Concerns raised over impact of inflation on retirees' financial resilience

Concerns over the long-term purchasing power and financial resilience of retirees have emerged, despite the latest figures from the Office for National Statistics showing a fall in Consumer Price Inflation to 2 per cent in the year to July 2021.

Whilst the latest ONS data revealed a decrease on the 2.5 per cent recorded in June 2021, industry experts warned that this fall could be temporary, noting that CPI has increased year-on-year, having been at 1 per cent in July 2020.

Aegon pensions director, Steven Cameron, for instance, warned that whilst this month’s fall "may look like a welcome reprieve, it may be a temporary blip ahead of further rises later in the year towards the Bank of England’s 4 per cent prediction".

He stated: "The return of higher and rising inflation is starting to prey on people’s minds, and will be of increasing concern if this is sustained for longer periods. Aegon’s research shows 70 per cent of adults are concerned about the impact of high inflation on them personally."

Adding to this, Hargreaves Lansdown (HL) warned that whilst wage rises could mitigate the impact of inflation for workers, retirees on level incomes or those whose retirement savings are in cash face erosion of their long-term purchasing power.

HL senior pensions and retirement analyst, Helen Morrissey, commented: “While the rate of inflation is widely predicted to peak then fall, it’s a stark reminder that its relentless creep upwards will take a real chunk out of the spending power of retirement income over time.

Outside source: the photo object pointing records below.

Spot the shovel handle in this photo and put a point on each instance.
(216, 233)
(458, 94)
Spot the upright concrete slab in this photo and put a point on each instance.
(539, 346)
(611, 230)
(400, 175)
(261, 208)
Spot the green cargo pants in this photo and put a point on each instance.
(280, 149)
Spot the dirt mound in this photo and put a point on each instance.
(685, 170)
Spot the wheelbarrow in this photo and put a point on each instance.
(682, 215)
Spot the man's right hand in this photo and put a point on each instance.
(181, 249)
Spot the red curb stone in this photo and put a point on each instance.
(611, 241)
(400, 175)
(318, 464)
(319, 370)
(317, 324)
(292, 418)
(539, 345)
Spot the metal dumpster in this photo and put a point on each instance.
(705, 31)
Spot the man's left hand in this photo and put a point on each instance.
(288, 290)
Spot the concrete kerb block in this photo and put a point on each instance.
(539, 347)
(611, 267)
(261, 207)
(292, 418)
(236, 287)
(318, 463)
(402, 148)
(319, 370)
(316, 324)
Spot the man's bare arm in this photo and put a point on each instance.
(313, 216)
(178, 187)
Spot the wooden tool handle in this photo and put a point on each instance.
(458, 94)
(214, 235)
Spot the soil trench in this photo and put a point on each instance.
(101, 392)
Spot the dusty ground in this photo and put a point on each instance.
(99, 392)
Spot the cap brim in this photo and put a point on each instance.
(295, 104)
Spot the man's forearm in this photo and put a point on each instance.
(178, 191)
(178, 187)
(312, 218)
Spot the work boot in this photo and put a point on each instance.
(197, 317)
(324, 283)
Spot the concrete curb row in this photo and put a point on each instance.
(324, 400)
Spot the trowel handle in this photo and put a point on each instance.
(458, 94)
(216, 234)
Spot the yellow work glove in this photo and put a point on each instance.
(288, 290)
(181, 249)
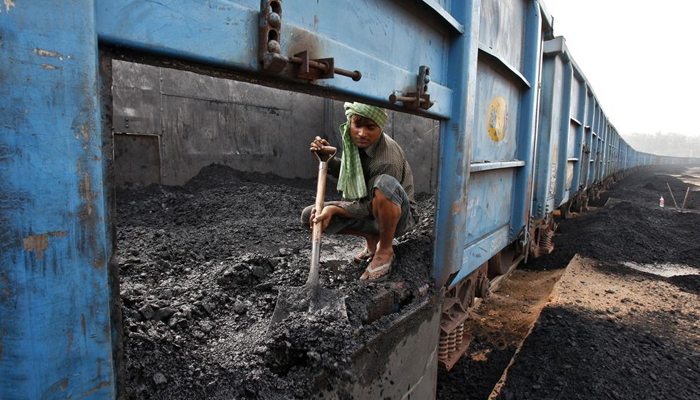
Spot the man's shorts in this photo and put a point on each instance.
(392, 189)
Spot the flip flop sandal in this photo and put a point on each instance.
(384, 270)
(364, 256)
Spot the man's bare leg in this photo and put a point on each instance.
(387, 215)
(370, 239)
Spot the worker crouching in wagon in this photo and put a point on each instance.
(377, 186)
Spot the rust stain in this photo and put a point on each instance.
(8, 4)
(70, 340)
(61, 385)
(2, 339)
(85, 132)
(85, 192)
(82, 325)
(45, 53)
(39, 243)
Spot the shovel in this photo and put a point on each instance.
(312, 297)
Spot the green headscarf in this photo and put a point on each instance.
(351, 180)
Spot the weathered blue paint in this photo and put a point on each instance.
(55, 332)
(536, 21)
(508, 63)
(377, 38)
(455, 146)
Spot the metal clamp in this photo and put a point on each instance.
(270, 49)
(420, 98)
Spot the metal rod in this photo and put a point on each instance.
(672, 196)
(355, 75)
(404, 99)
(686, 198)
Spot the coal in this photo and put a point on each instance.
(201, 267)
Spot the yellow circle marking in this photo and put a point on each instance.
(498, 119)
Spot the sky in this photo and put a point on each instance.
(641, 57)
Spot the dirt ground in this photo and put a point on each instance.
(621, 323)
(201, 267)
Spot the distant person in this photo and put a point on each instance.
(377, 186)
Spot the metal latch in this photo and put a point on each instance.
(420, 98)
(270, 50)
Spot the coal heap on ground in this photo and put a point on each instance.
(201, 267)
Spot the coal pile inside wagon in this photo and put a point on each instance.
(200, 270)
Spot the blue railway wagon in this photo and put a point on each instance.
(59, 335)
(471, 64)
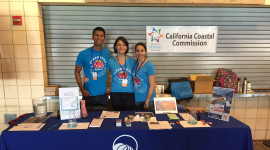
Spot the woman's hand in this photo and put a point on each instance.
(85, 93)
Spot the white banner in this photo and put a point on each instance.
(163, 39)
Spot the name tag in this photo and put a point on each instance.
(94, 75)
(136, 87)
(124, 83)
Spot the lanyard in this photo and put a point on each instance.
(137, 70)
(121, 66)
(92, 57)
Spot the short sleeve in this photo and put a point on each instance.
(133, 63)
(80, 59)
(110, 64)
(151, 69)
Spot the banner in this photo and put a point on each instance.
(188, 39)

“Typically, workers can combat this with wage increases, but retirees risk a long-term erosion of their financial resilience if their planning neglects the inevitable reality of price rises."

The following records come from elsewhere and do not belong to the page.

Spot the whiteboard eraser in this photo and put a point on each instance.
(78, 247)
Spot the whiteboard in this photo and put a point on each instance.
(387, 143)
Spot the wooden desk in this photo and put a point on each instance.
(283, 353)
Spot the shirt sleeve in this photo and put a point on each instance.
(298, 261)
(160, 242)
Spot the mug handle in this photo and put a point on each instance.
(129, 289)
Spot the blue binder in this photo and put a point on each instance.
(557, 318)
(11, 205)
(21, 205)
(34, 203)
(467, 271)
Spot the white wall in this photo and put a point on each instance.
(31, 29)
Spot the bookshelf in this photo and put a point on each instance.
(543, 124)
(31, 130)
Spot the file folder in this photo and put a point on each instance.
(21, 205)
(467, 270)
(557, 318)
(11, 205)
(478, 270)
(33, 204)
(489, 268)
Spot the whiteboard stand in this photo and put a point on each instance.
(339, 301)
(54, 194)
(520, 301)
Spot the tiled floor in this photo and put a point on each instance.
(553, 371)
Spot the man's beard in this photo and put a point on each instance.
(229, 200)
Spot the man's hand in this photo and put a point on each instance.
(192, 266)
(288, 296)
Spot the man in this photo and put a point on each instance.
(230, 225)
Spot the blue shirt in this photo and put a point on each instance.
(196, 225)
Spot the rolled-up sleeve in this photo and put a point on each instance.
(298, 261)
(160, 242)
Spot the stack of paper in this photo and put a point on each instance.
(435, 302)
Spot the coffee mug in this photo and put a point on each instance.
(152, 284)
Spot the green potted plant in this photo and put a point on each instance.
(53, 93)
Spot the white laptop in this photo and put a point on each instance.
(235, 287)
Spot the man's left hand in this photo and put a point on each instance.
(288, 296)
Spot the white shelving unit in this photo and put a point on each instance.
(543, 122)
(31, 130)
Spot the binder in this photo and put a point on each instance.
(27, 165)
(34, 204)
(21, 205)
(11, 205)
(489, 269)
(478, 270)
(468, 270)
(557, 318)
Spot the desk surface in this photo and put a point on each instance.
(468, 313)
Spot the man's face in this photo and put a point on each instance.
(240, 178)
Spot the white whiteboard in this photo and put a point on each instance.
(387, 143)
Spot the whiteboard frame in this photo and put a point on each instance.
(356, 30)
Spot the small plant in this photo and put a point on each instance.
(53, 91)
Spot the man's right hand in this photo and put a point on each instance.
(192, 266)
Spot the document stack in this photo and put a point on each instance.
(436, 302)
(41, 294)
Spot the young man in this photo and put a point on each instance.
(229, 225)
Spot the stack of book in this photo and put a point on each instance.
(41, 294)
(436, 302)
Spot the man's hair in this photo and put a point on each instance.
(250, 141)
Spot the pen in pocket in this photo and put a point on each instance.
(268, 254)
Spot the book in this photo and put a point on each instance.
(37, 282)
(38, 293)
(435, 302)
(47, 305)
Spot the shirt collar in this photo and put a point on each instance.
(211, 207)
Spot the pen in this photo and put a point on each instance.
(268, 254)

Indeed, HL analysis showed that a £250,000 pension pot today would only be worth the equivalent of £167,000 twenty years later if inflation was at 2 per cent, while an increase to 3 per cent would erode the purchasing power to approximately £136,000 over the same time period.

It also showed that the purchasing power of £100,000 would fall to approx. £67,000 and £55,000 respectively.

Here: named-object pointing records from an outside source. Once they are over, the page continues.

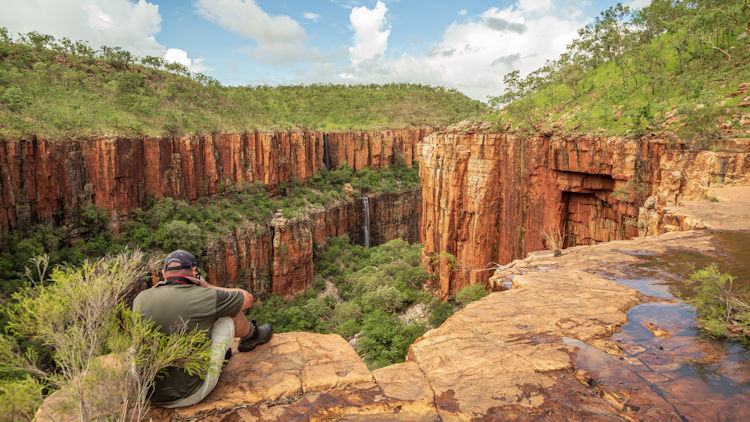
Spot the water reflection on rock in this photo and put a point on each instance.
(703, 378)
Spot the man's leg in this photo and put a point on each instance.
(242, 326)
(222, 334)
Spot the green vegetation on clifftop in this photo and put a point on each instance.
(169, 224)
(678, 66)
(64, 89)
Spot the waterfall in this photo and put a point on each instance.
(366, 206)
(325, 152)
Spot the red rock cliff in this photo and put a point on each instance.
(489, 197)
(40, 178)
(278, 258)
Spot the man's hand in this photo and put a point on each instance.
(199, 281)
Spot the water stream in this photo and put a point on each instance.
(702, 377)
(366, 209)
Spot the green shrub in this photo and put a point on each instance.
(386, 298)
(13, 98)
(723, 308)
(385, 340)
(81, 316)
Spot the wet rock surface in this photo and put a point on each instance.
(549, 348)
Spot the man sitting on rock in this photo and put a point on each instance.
(185, 296)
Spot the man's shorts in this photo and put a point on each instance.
(222, 335)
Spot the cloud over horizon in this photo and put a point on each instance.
(473, 55)
(112, 23)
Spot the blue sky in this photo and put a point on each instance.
(467, 45)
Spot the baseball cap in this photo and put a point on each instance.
(184, 258)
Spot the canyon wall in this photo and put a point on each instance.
(278, 258)
(491, 197)
(42, 179)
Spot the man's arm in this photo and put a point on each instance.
(247, 301)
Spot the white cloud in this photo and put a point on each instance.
(370, 37)
(311, 16)
(114, 23)
(534, 5)
(473, 56)
(175, 55)
(280, 38)
(638, 4)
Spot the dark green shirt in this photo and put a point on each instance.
(168, 306)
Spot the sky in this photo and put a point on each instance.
(467, 45)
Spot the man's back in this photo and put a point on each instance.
(168, 306)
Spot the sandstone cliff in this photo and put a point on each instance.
(278, 258)
(488, 197)
(42, 179)
(542, 350)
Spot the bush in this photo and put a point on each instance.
(385, 340)
(178, 234)
(723, 309)
(13, 98)
(80, 316)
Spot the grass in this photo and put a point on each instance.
(374, 287)
(57, 90)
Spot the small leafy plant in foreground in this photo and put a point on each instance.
(722, 307)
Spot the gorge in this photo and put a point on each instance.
(485, 197)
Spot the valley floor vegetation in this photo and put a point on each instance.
(676, 66)
(65, 89)
(170, 224)
(379, 296)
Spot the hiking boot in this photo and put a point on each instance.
(261, 335)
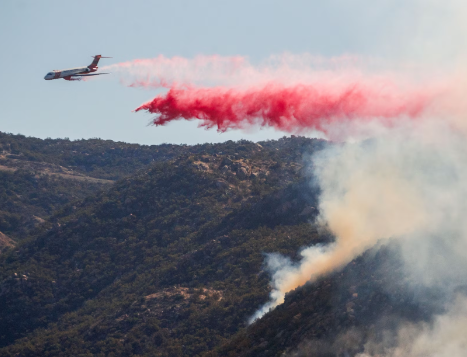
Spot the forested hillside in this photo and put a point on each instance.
(167, 261)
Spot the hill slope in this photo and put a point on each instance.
(166, 262)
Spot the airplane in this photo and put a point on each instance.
(76, 74)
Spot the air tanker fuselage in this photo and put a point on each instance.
(77, 72)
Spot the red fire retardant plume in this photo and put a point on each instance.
(288, 108)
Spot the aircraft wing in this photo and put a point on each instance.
(87, 75)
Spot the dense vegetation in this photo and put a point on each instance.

“Retirement can last twenty years or more, care needs to be taken that what is affordable early in retirement does not become unaffordable later,” Morrissey stated.

“The best package for a sustainable retirement hardwires in a growing income, whether through inflation linked pensions or annuities, state pensions or investment portfolios, or a combination, with a healthy chunk of cash for emergencies on the side.”

These concerns were echoed by Cameron, who stated: "High inflation, even over the medium-term, can have a big impact on people’s purchasing power and with interest rates on cash savings barely scraping above zero, money left in savings accounts is effectively losing value in real terms.

“While inflation can’t be completely avoided, developing a financial plan which transfers some savings from cash into investments, for example through a stocks and shares ISA, is more likely to provide real or above inflation growth. We recommend people seek financial advice.”